Chapter E, Problem 1ES

To determine

To solve:the givenset of linearequationfor value of variable using matrices and mathematical methodologies.

Answer to Problem 1ES

The value of variable is $x=2andy=-1$ .

Explanation of Solution

Given information:

The given is below set of linear equation:

  $\left\{\begin{array}{l}x+y=1\\ x-2y=4\end{array}\right\}$

Calculation:

The given is below set of linear equation:

  $\left\{\begin{array}{l}x+y=1\\ x-2y=4\end{array}\right\}$

The given equation is re-written below in matrices form:

  $\begin{array}{l}\left\{\begin{array}{l}x+y=1\\ x-2y=4\end{array}\right\}\\ \left(\begin{array}{cc}1& 1\\ 1& -2\end{array}\right)\left(\begin{array}{c}x\\ y\end{array}\right)=\left(\begin{array}{c}1\\ 4\end{array}\right)\end{array}$

This matrix representation is in form of:

  $AX=B$

Here matrix A represents coefficients of linear equation, matrix B represents the resultant of two equation and matrix $X$ represents variables of linear equations. Applying matrix properties as below:

  $\begin{array}{l}AX=B\\ A^{-1}AX=A^{-1}B\left[\text{multiply both side by}{A}^{-1}\right]\\ IX=A^{-1}B\left[I\text{is identity matrix and }IX=X\right]\\ X=A^{-1}B\end{array}$

So, the value of variables of linear equation is equal to product of inverse of matrix A and matrix B.
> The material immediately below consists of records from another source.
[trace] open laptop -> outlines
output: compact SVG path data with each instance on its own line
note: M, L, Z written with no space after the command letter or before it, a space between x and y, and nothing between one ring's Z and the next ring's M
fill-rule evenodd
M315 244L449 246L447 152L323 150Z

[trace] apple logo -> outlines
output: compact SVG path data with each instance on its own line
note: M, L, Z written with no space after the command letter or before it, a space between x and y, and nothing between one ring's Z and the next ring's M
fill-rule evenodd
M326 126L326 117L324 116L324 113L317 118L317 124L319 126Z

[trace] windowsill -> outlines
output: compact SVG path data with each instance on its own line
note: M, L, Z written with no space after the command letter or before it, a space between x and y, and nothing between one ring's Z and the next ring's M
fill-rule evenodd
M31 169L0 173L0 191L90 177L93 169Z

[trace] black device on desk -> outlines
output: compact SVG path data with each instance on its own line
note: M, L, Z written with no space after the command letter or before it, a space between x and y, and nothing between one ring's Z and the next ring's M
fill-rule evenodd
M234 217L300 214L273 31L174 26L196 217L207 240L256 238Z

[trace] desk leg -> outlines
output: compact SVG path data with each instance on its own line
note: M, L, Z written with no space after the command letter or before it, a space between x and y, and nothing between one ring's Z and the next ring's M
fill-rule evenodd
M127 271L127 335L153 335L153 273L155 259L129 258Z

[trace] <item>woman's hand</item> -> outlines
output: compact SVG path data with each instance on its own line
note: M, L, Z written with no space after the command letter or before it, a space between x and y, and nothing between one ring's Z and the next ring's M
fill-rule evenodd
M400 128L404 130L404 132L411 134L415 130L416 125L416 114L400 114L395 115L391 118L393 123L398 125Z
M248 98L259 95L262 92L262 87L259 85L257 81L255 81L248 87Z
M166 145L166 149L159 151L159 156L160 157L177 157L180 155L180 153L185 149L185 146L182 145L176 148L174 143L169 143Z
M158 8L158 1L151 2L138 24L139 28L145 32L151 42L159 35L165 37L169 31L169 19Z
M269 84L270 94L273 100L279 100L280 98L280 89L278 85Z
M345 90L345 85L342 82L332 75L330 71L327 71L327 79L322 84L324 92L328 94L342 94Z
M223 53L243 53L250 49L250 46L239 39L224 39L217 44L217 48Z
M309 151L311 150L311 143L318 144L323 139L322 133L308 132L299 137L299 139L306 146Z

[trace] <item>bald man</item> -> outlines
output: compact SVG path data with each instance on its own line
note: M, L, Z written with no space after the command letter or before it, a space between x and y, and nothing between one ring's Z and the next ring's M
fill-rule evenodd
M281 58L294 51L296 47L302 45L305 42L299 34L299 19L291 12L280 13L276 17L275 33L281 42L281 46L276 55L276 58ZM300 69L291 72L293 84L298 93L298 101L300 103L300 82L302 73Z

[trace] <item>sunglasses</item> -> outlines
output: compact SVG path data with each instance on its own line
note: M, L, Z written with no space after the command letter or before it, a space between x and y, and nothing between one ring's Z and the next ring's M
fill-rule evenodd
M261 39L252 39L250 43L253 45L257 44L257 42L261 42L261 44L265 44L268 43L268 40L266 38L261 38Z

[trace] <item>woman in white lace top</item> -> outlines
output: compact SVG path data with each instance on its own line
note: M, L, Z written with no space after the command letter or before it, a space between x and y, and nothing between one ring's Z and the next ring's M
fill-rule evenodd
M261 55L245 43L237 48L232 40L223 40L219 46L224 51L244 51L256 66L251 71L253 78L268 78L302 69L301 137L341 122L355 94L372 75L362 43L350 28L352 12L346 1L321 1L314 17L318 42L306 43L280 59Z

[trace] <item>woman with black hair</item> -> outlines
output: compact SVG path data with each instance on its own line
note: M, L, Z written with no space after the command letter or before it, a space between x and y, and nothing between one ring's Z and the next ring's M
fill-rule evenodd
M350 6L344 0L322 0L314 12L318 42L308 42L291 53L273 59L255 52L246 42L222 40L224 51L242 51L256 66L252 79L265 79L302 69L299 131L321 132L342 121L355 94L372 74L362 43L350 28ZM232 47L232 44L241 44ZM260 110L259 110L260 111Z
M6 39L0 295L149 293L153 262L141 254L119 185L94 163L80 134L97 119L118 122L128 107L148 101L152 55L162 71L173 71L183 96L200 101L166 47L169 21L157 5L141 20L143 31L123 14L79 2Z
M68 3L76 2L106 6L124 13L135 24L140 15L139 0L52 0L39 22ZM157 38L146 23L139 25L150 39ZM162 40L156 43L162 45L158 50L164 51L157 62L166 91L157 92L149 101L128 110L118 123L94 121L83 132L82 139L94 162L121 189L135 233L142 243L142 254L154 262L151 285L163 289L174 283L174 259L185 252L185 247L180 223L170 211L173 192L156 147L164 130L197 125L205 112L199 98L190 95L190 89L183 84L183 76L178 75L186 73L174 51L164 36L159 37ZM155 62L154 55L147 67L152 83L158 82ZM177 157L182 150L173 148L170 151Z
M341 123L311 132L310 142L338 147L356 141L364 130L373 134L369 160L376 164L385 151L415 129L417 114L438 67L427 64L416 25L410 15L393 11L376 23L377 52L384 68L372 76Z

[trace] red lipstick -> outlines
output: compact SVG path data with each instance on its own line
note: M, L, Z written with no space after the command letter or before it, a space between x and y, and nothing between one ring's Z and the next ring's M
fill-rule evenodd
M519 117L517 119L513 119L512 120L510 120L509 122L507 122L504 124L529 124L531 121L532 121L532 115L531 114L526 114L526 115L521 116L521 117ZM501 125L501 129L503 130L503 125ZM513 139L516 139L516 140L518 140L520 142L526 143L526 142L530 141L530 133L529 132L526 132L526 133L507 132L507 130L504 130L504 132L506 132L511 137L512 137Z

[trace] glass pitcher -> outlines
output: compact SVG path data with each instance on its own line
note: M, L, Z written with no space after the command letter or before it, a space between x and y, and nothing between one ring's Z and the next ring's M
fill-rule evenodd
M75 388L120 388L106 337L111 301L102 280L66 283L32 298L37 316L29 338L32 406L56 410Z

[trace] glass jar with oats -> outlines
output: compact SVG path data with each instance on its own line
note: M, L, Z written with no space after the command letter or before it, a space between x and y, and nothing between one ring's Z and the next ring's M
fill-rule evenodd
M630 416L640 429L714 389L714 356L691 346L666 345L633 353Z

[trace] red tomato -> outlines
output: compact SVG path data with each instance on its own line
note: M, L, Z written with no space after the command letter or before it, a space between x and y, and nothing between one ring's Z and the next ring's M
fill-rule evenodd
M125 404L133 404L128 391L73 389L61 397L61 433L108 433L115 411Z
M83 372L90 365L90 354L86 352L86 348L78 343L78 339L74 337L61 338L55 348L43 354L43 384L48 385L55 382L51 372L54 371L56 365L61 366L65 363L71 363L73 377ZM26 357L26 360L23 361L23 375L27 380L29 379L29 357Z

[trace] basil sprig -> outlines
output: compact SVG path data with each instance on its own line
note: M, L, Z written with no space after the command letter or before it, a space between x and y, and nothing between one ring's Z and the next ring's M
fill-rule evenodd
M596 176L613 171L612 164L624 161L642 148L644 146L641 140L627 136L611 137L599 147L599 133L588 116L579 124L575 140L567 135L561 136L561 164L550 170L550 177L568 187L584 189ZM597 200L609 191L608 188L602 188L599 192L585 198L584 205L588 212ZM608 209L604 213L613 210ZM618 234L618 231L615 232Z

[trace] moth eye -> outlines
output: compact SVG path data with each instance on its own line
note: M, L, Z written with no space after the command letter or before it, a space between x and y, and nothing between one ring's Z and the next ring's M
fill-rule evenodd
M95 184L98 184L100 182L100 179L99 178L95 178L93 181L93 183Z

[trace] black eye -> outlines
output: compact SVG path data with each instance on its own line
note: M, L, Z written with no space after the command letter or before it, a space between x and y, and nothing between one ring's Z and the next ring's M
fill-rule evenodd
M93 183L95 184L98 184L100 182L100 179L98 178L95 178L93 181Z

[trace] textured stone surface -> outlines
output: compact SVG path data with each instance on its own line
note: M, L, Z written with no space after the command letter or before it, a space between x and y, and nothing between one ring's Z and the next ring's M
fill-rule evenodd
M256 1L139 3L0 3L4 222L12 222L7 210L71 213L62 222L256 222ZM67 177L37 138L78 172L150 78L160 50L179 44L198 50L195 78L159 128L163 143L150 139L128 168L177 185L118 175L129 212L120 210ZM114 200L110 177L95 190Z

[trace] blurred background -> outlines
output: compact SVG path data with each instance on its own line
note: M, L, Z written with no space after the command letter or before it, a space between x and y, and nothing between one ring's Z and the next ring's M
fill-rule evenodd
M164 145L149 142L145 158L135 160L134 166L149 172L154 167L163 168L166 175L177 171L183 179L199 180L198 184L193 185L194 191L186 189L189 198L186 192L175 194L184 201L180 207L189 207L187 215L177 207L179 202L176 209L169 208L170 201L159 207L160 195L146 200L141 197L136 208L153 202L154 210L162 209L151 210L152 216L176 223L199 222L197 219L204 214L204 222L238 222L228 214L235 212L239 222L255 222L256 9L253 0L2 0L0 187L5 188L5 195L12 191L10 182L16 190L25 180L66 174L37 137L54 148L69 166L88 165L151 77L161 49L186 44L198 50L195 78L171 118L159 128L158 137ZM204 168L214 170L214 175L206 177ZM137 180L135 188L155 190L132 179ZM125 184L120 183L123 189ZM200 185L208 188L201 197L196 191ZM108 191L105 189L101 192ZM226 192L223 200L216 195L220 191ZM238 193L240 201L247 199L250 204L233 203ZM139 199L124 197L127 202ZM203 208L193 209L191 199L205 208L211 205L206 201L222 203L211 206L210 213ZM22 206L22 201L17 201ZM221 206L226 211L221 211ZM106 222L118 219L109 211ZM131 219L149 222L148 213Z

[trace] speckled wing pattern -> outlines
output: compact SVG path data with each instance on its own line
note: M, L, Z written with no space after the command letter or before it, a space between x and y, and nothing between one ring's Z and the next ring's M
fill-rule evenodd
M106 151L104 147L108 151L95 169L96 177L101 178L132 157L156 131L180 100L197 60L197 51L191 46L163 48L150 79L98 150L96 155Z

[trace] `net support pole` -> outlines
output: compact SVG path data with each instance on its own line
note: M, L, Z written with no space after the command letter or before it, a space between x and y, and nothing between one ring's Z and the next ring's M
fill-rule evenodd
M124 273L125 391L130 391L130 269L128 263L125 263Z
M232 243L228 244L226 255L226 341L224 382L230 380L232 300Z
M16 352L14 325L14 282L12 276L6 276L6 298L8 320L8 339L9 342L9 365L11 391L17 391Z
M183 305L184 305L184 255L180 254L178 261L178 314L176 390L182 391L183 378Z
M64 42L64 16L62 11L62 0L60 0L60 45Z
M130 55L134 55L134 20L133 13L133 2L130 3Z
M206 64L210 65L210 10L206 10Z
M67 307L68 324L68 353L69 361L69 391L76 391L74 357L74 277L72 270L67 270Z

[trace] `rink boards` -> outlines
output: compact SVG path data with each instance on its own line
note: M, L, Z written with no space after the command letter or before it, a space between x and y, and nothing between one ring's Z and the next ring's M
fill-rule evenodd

Now it is known that inverse of matrix is equal to adjoint of A divided by determinant of matrix A, as below:

  $A^{-1}=\frac{1}{\left|A\right|}adj(A)$

Put value in above formula to find value of A inverse for given linear equation:

  $\begin{array}{l}{A}^{-1}=\frac{1}{(1)(-2)-(1)(1)}\left(\begin{array}{cc}-2& -1\\ -1& 1\end{array}\right)\\ A^{-1}=\frac{1}{-2-1}\left(\begin{array}{cc}-2& -1\\ -1& 1\end{array}\right)\\ A^{-1}=\frac{1}{-3}\left(\begin{array}{cc}-2& -1\\ -1& 1\end{array}\right)\end{array}$

Put value A inverse and B in formula for variables, as below:

  $\begin{array}{l}X=A^{-1}B\\ \left(\begin{array}{c}x\\ y\end{array}\right)=\frac{1}{-3}\left(\begin{array}{cc}-2& -1\\ -1& 1\end{array}\right)\left(\begin{array}{c}1\\ 4\end{array}\right)\\ \left(\begin{array}{c}x\\ y\end{array}\right)=\frac{1}{-3}\left(\begin{array}{c}-6\\ 3\end{array}\right)\left[\text{multiply the matrices first}\right]\\ \left(\begin{array}{c}x\\ y\end{array}\right)=\left(\begin{array}{c}2\\ -1\end{array}\right)\end{array}$

Hence, the value of variable is $x=2andy=-1$ .